“Everyone is a hero. This is a given.”

Mandala © 2015 Laura K Kerr, PhD. All rights reserved.

Everyone is a hero.

This is a given.

We have a call to adventure. 

We refuse. 

A crisis ensues.

We cannot turn back—and we answer the call.

We collect helpers, teachers, guides. 

And we cross a threshold into the unknown. 

We lose our identity and enter an abyss, a nadir,

the belly of the whale. 

We emerge. 

We begin traveling back home to what we have known—

recrossing the threshold. 

We return. 

We have changed.

I remember when I was deep in the work of recovery. I was in my thirties, and enduring flashbacks of childhood sexual abuse. Flooded by fragments of memories and feelings of profound betrayal, I cried a lot and easily. I started on a quest of sorts to put an end to suffering and to live a ‘normal’ life, which I imagined as having peace in my mind and body, and living without constant fear. At the time, one of my friends headed off to climb Everest. I idealized his adventure, thinking, Wow, to live such a heroic life! It wasn’t until I finally reached my goal of peaceful mind and body that I could see how extraordinary my efforts at healing had been, that I too had undergone a great adventure — one that took me not to the highest peaks, but to the darkest depths.

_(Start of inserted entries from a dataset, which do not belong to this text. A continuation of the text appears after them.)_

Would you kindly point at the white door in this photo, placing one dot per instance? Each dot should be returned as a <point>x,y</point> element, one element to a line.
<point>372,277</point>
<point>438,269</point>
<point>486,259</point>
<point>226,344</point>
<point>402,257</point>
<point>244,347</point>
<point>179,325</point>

I don’t think we frequently honor how hard it is to commit to overcoming traumatic pasts and the grip of fear. But heroism is necessary here too. And although there aren’t always outward signs that one has surmounted a great obstacle, the inward changes are no less profound.

© 2015 Laura K Kerr, PhD. All rights reserved (applies to writing and photography).

  • ComplexTraumaJourney

    Hi Laura, Thanks for sharing your insights. Too often the trauma survivor’s experience is seen only in a negative light. Even when the experience of childhood trauma is seen through a recovery lens, I believe it is often seen a limited ‘bracketed’ (possibly dishonoring) way. I am uncomfortable with recovery models suggesting there are ‘survivors’ vs. ‘thrivers’ (that is, those that we’re able to ‘get on with the business of life’ versus the ‘losers’). The idea of moving through a process of individuation feels more honoring to me, athough this work was not emphasized by my trauma therapist. I did not recognize the connection of my life experience to the Hero’s Journey until I experienced the Dark Nights of the Soul. While I felt a profound sense of alienation, despair & hopelessness, simulatenously, the challenge in the darkness felt like a ‘call to arms’. Either, I could give up in defeat or accept the journey was mine to ‘own’ and accept as part of a larger purpose which I did not fully understand, but somehow the universe was inviting me to participate, to take a role in how things were to play out. In this way, I experienced a sense of reconnectedness with my self through fragmentation. While I am still not healed, it gives me comfort to know that I walk the Hero’s Path accompanied by many other trauma survivors. You’re work makes me feel uplifted, hopeful and not alone in my journey.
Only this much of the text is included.